Well, it’s the most challenging 1.7 miles I’ve ever hiked, that’s for damn sure. I went from south to north. There are lots of sheer cliffs, steep drop offs, and difficult terrain. The trail disappears in several places. Route finding skills are super important. A few places require being on all fours, climbing up or down very low quality rock that breaks off in your hand. Rocks break off underfoot, one sizable one smashed into my calf leaving a solid scrape and bruise. There are several areas where a stumble or fall would be deadly. It’s definitely not a hike you want to take beginners on.

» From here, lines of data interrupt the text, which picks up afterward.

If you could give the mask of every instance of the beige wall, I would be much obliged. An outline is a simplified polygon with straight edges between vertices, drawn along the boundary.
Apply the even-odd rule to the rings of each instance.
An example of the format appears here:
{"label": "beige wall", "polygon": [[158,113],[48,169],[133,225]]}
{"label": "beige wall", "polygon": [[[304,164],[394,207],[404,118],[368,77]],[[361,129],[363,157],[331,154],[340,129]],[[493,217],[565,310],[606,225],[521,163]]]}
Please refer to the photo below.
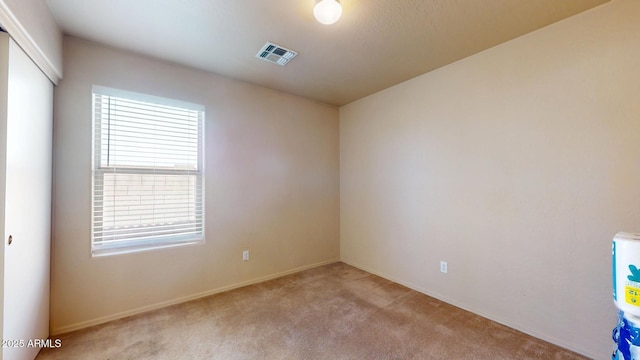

For me, the benefits of this hike outweigh the risks. I love seeing wildlife, especially big game, and this area is full of elk and mountain goats. I saw one herd of around 30 elk. Around every bend I saw mountain goats, easily in the 25-30 range in several small groups. I spent a good amount of time taking pics and movies with my new camera. The views and scenery are to die for. Atop Mt Whittier at 5883′ you can see Mt Jeff, Hood, Saddle Mountain, Rainier, Adams, Goat Rocks, and even the distant Olympics… not to mention Mt St Helens right up in your fat face. The fall colors were poppin and the temps were warm during the day with manageable cold at night. It doesn’t get much better than this.
The first night I camped on Bear Ridge, and it was extremely windy. I had to change my A frame pitch in the middle of the night. I staked down one of the ridgelines and it solved the wind tunnel effect.
I pulled off some macro shots too on the ridge.
The rest of the lakes loop is stunning in its own right. After a long day on the ridge shooting photos and watching animals I camped out at Obscurity Lake. The next morning I hiked on out.
Someone I met on the trail was nice enough to leave me a bottle of water with a nice note in my car! Thanks to whomever left it for me!